Politica

Uber si fa rubare i dati Poi cede al riscatto e paga

Centomila dollari agli hacker che nel 2016 hanno piratato 57 milioni di nomi. Volevano insabbiare

Valeria Robecco

New York Doppiamente colpevole: Uber si fa rubare i dati sensibili di 57 milioni tra clienti e dipendenti, e paga un riscatto di 100mila dollari per insabbiare tutto. Non c'è pace per la società di San Francisco, finita nel mirino delle critiche perché invece di rendere noto l'attacco hacker ha preferito pagare gli autori del maxi furto affinché non divulgassero la notizia. L'incidente sarebbe avvenuto ad ottobre del 2016 e riguarda nomi, email, numeri di telefono di 50 milioni di utenti e 7 milioni di conducenti, oltre ai numeri di patente di 600mila autisti. L'app di servizio auto con conducente ha garantito che non sarebbero stati trafugati altri dati come i numeri delle carte di credito o del social security (l'equivalente del codice fiscale), e neppure i particolari sui viaggi effettuati.

Il Ceo di Uber, Dara Khosrowshahi, alla guida della società dall'agosto scorso, ha detto di aver saputo dell'incidente solo «recentemente», precisando che i responsabili sono due persone che non fanno parte della società, di cui però non è stata fornita l'identità. «Al momento dell'incidente abbiamo preso misure immediate per mettere al sicuro i dati e porre fine all'accesso non autorizzato - ha affermato - Abbiamo identificato i responsabili e ottenuto assicurazioni che le informazioni raccolte saranno distrutte». Un obiettivo raggiunto, secondo i media Usa, pagando il «riscatto». Il Ceo ha garantito anche che la società ha «attuato misure di sicurezza per limitare l'accesso e rafforzare i controlli della banca dati». «Non posso cancellare il passato - ha sottolineato Khosrowshahi - ma posso impegnarmi a nome di tutti i dipendenti che impareremo dagli errori.

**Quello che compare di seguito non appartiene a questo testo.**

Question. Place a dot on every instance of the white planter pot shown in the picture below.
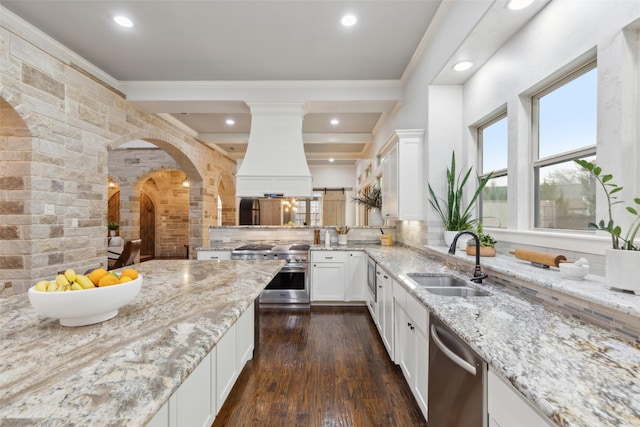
(621, 270)
(375, 218)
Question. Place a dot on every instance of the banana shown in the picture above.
(42, 285)
(61, 281)
(84, 281)
(70, 274)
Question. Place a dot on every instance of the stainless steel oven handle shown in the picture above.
(450, 354)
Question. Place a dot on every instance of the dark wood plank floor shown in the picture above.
(320, 367)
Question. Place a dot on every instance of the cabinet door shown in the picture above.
(421, 371)
(405, 345)
(226, 365)
(246, 334)
(356, 288)
(390, 184)
(507, 408)
(328, 281)
(213, 255)
(385, 296)
(194, 402)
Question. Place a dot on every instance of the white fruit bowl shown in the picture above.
(573, 272)
(87, 306)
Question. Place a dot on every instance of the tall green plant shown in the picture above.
(451, 211)
(610, 191)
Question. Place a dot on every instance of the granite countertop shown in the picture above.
(575, 373)
(121, 372)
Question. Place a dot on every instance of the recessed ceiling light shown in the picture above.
(348, 20)
(463, 65)
(518, 4)
(123, 21)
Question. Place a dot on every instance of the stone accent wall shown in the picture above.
(58, 127)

Stiamo cambiando il nostro modo di fare business, mettendo l'integrità al centro di ogni decisione e lavorando duramente per guadagnarci la fiducia dei clienti».

L'episodio, tuttavia, rende ancora più difficile il compito già complesso dell'amministratore delegato, che sta cercando di sistemare i numerosi guai della società. A partire dallo scandalo sugli abusi sessuali, per cui il fondatore ed ex Ceo Travis Kalanick si è dimesso prima dell'arrivo di Khosrowshahi. E poi c'è la causa in corso che vede Uber contro Waymo, la divisone di auto senza pilota di Google, e la possibile quotazione del prossimo anno. Ma anche la disputa legale con le autorità di Londra, che potrebbe causare non pochi problemi alle attività dell'app nella metropoli inglese.

Proprio la Gran Bretagna, intanto, ha sollevato «enormi preoccupazioni» sulla politica aziendale e sugli standard «etici» di Uber. «È sempre responsabilità dell'azienda prendere misure adeguate per ridurre il danno ai consumatori in caso di violazioni che riguardano i loro dati personali», ha detto James Dipple-Johnson, dell'autorità per il controllo sull'informazione e la protezione dei dati personali britannica. Ricordando che nel Regno Unito sono previste «pesanti multe» se le aziende provano a insabbiare.

E il procuratore dello Stato di New York Eric Schneiderman ha aperto un'inchiesta sul furto dei dati a Uber.